From Janosik et al (2013):

Specimen collection
Specimens were obtained from the Division of Echinoderms, Smithsonian Institution National Museum of Natural History (USNM) in Washington, DC, the Department of Invertebrate Zoology, California Academy of Sciences (
CASIZ), San Francisco, California, and the National Institute of Water and Atmospheric Research (NIWA), New Zealand (Table 1). Most specimens were dried. Antarctic species were collected during two five-week research cruises aboard the R/V Laurence M. Gould in November/December of 2004 and May/June of 2006. Images of D. clarki were provided by NIWA.

Molecular data
Molecular methods follow Janosik et al. (2011). DNA extraction of specimens was performed by using DNeasy Tissue Kit (Qiagen). Two mitochondrial DNA markers (16S and COI) were utilized to estimate the evolutionary history of Odontasteridae. Specifically, a 508-bp region of the mitochondrial 16S gene was amplified using the 16SarL and 16SbrH primers and protocols of Palumbi et al. (1991). For the same individuals, a 627-bp region of the COI gene was amplified using primers designed to work with Odontaster COI-Ast 22F (5'-TTYTCNACNAAACA YAAGGA-3') and COI-Ast722R (5'-GGRTGNCCRAAR AAYCARAA-3') (Janosik et al. 2011). Amplified products were purified with either a Qiagen QIAquick Gel Extraction Kit (Qiagen Inc.) or a Montage PCR Filter Units (Millipore) according to the manufacturer’s directions. Purified products were then sequenced bidirectionally on a Beckman CEQ 8000 Genetic Analysis System (Beckman Coulter). Sequences were edited and aligned using Sequencher 4.6 (Gene CodesCorporation) andBioedit v.7.0.8 (Hall 1999). COI sequences were translated according to the echinoderm mitochondrial DNA code to aid in proofreading. Genbank accession number is listed in Table 2.

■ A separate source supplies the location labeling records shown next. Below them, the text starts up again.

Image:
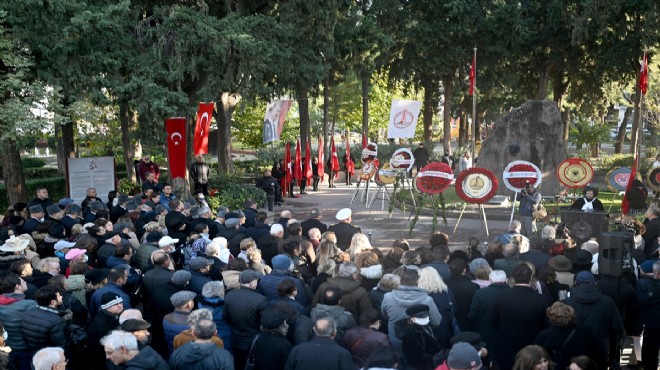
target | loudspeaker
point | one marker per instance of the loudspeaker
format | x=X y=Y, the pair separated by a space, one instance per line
x=614 y=253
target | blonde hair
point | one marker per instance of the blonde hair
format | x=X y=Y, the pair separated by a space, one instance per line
x=359 y=244
x=430 y=280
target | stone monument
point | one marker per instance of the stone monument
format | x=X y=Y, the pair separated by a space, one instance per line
x=534 y=133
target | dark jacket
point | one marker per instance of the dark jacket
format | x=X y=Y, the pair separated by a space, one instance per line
x=344 y=232
x=147 y=359
x=313 y=223
x=354 y=297
x=518 y=316
x=321 y=353
x=596 y=310
x=463 y=290
x=43 y=327
x=201 y=356
x=243 y=308
x=271 y=352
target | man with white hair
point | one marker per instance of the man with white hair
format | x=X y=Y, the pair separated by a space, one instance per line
x=121 y=349
x=268 y=244
x=481 y=308
x=355 y=298
x=49 y=358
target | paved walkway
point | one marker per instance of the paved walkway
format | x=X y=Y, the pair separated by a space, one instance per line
x=385 y=229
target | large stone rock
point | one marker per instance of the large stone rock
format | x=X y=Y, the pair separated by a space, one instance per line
x=532 y=132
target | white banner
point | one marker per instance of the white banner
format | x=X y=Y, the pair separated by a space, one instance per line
x=403 y=118
x=274 y=119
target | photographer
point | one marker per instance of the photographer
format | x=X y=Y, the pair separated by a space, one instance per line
x=529 y=199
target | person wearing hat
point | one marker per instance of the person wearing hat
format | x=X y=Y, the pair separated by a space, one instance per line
x=243 y=308
x=123 y=350
x=529 y=199
x=199 y=271
x=202 y=353
x=13 y=306
x=36 y=218
x=343 y=229
x=594 y=309
x=272 y=348
x=314 y=221
x=71 y=218
x=518 y=316
x=41 y=198
x=588 y=202
x=563 y=267
x=177 y=321
x=106 y=320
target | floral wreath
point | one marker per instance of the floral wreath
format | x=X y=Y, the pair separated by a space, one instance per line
x=476 y=171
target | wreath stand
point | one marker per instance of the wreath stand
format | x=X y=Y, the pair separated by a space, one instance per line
x=482 y=210
x=385 y=195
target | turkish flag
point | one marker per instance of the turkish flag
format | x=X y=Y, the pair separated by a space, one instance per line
x=202 y=128
x=625 y=204
x=176 y=146
x=644 y=75
x=287 y=170
x=334 y=162
x=473 y=75
x=320 y=167
x=307 y=166
x=297 y=166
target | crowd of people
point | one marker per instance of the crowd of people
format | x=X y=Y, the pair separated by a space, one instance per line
x=152 y=282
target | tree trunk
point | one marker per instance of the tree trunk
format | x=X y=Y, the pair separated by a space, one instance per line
x=125 y=117
x=12 y=172
x=365 y=106
x=429 y=86
x=448 y=83
x=303 y=107
x=621 y=132
x=223 y=117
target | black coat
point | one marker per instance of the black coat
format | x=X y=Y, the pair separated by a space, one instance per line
x=313 y=223
x=344 y=232
x=243 y=308
x=463 y=290
x=518 y=316
x=43 y=327
x=271 y=352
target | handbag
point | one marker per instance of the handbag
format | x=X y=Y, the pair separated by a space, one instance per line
x=456 y=329
x=249 y=364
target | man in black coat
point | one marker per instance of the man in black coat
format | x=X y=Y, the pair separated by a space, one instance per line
x=518 y=316
x=43 y=326
x=243 y=309
x=322 y=352
x=314 y=221
x=343 y=229
x=463 y=288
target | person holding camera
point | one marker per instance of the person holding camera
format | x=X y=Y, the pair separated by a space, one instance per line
x=529 y=200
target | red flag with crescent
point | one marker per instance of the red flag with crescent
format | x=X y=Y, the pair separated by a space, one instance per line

Based on current understandings of sea star relationships (Blake 1987; Mah and Foltz 2011), Bathybiaster loripes, Chaetaster moorei, Crossaster papposus, Luidia foliolata, Mediaster aequalis, and Solaster stimpsoni were selected for the outgroup, and these sequences were downloaded from GenBank (www.ncbi.nlm.nih.gov/ genbank/) (Table 2).


Processing Description

BCO-DMO Processing notes:
- added conventional header with dataset name, PI name, version date
- modified parameter names to conform with BCO-DMO naming conventions
- removed special characters (')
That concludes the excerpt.